Segundo ele, a democracia requer um sentimento de identidade entre os membros de uma comunidade e a nacionalidade comprovou, através de resultados, ser um sentimento forte o suficiente para prover esta coesão.
E complementa afirmando: “as democracias devem sua existência às lealdades nacionais”. Só assim governo e oposição podem coexistir em busca de soluções de conflitos políticos sem ameaçar a democracia. Scruton argumenta que onde a experiência da nacionalidade é fraca ou inexiste a democracia não consegue se enraizar.
Ele distingue patriotismo de nacionalismo, entendendo, como Maquiavel e Mill, que patriotismo significa vínculo ao povo e ao território a que se pertence, enquanto nacionalismo representa hostilidade aos estrangeiros e, como tal, a considera uma patologia da lealdade nacional.
Scruton destaca que o sentimento de pertencimento a um povo evoluiu de identidades tribais – membros de uma família; para identidades religiosas – fiéis a uma entidade religiosa; e finalmente identidades nacionais – vizinhos que falam a mesma língua, têm a mesma história e os mesmos costumes, habitam no mesmo território e reconhecem e respeitam as mesmas leis e instituições.
O uso de “nós”, primeira pessoa do plural, com o mesmo significado para todos os membros de um povo, é para Scruton o indicador de que há uma identidade nacional e um sentimento de pertencimento a uma nação.
Ele vê como ameaça à solidez das democracias os processos políticos que reduzem a soberania das nações sobre decisões que dizem respeito a aspectos que afetam a vida dentro de suas fronteiras, transferindo-as para organismos transnacionais como a EU ou ONU.
Com base neste entendimento, Scruton se opõe às propostas de governos transnacionais que, na sua opinião, ameaçariam o sentimento de lealdade deslocando-a da nação para uma entidade política artificial, supranacional, com a qual haveria pouco, ou nenhum, sentimento de identidade.
Ele entende que nos Estados modernos, materialização política das nações, as leis se tornam efetivas porque são respeitadas e adotadas pelos seus membros em decorrência do sentimento de lealdade nacional, enquanto normas decretadas por entidades transnacionais muitas vezes ficam apenas no papel, por falta do sentimento de pertencimento das populações afetadas.
Yuval Harari, por sua vez, no seu último livro “As 21 lições para o século 21”, no capítulo que trata de nacionalismo, apresenta uma série de desafios que ele chama de globais, porque não respeitam fronteiras, mas que afetam toda a humanidade.
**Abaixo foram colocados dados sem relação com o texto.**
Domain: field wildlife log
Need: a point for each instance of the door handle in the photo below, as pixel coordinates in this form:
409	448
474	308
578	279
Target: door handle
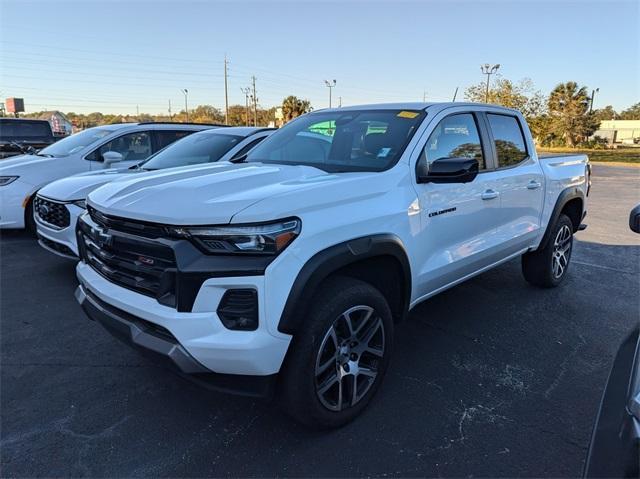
489	195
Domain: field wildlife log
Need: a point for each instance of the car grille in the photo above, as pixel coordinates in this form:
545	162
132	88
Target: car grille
133	261
51	212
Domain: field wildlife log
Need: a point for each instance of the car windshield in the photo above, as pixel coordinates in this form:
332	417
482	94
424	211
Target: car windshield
198	148
25	130
341	141
76	143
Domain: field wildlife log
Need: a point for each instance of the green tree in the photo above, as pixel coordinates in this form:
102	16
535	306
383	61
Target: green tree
631	113
520	96
292	107
569	109
606	113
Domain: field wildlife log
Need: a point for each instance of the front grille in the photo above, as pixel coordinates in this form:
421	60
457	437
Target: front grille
59	247
140	228
51	212
132	261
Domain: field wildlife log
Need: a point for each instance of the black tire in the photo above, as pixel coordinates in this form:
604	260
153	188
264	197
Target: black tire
539	267
29	220
299	390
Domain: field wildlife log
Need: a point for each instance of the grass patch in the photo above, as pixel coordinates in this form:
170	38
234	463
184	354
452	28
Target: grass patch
619	155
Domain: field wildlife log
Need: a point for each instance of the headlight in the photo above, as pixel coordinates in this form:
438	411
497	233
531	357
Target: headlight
249	239
5	180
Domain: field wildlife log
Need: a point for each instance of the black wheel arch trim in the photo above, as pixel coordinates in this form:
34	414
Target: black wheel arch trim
330	260
564	197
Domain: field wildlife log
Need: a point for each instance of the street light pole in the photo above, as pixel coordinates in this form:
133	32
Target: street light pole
330	85
593	95
247	94
186	108
488	70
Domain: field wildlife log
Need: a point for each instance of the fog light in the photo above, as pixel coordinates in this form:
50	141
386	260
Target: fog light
238	309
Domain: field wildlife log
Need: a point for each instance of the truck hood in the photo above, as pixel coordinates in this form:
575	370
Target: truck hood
211	195
77	187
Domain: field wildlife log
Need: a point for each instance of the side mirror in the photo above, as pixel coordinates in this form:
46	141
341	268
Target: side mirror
448	170
111	157
634	219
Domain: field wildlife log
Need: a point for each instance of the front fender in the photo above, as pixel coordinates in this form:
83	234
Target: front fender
334	258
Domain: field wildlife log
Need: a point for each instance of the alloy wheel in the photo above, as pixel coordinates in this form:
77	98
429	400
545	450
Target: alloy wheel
348	360
561	251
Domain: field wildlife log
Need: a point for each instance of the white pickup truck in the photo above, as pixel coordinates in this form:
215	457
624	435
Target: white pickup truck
287	272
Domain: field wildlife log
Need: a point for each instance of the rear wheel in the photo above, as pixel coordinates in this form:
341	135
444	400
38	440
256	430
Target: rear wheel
337	362
548	266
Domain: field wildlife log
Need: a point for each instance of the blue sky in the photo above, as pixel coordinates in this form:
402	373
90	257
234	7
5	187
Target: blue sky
113	56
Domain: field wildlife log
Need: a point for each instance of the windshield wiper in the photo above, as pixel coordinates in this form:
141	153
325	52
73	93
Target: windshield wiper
239	159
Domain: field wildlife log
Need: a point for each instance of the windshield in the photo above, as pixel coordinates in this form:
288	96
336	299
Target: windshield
341	141
194	149
21	130
75	143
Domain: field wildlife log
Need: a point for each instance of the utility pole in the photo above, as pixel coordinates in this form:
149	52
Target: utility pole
488	70
330	85
185	92
247	94
255	102
593	95
226	93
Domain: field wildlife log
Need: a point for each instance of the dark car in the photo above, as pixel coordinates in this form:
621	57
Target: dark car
20	135
615	445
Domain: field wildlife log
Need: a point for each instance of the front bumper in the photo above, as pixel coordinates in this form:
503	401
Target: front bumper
200	333
61	242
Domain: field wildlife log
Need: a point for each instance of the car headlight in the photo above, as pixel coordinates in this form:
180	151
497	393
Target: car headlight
5	180
242	239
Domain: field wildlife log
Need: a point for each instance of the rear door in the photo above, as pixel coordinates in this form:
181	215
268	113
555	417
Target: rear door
520	182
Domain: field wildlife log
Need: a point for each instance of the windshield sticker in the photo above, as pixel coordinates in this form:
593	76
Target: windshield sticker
407	114
384	152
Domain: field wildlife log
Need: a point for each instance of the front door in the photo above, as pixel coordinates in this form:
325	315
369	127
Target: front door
520	184
459	220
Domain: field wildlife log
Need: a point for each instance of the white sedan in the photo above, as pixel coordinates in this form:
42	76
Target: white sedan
93	149
58	205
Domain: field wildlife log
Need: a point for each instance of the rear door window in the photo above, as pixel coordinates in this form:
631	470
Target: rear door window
508	139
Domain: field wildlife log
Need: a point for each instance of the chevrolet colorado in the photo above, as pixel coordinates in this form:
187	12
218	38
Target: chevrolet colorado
287	272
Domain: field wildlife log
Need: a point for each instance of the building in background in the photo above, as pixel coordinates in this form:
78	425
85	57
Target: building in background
619	131
60	124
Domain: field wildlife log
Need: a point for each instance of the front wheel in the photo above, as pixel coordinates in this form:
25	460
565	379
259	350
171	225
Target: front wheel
339	357
548	266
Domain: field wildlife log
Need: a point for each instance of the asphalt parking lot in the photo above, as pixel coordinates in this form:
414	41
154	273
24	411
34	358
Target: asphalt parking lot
491	378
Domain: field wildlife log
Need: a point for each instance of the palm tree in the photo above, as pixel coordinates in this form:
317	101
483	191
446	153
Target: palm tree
569	106
293	107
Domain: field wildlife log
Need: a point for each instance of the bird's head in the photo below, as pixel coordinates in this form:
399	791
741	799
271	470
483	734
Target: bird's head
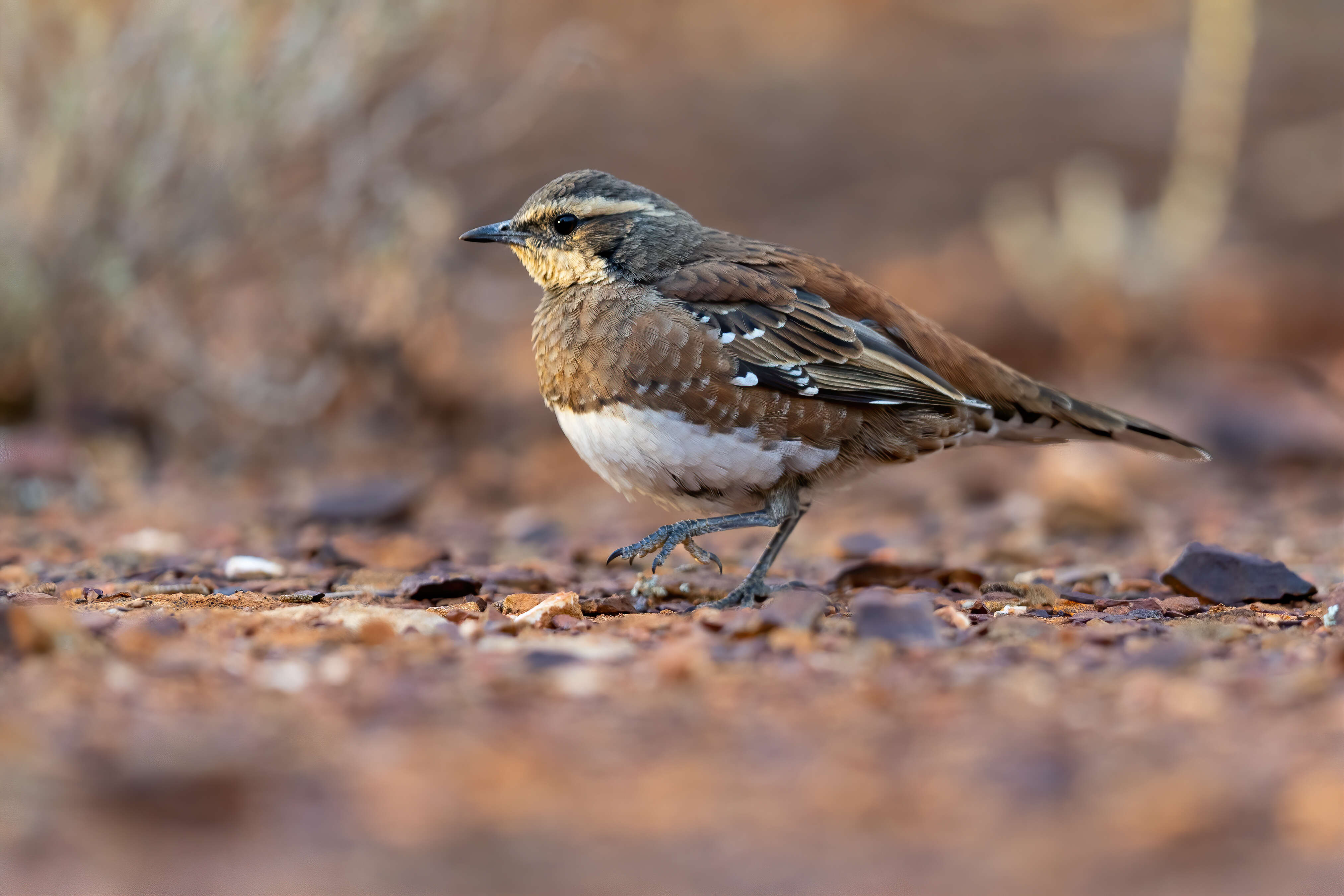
591	228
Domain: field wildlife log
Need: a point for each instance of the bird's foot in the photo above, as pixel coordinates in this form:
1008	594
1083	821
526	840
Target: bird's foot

Aquecimento global, processos migratórios, controle de fluxos financeiros, combate ao terrorismo e ao narcotráfico, e o impacto das novas tecnologias como inteligência artificial, automação e biotecnologia, são alguns dos desafios que ele descreve e que só podem ser administrados por entidades transnacionais que tenham poder de regulação, controle e capacidade política de implementação.
As novas ferramentas de comunicação e as redes sociais, por sua vez, estão diluindo lentamente as lealdades nacionais e criando uma “lealdade global”. O apoio a medidas de contenção do aquecimento global e a cooperação internacional em projetos científicos são exemplos onde o interesse global supera os interesses nacionais.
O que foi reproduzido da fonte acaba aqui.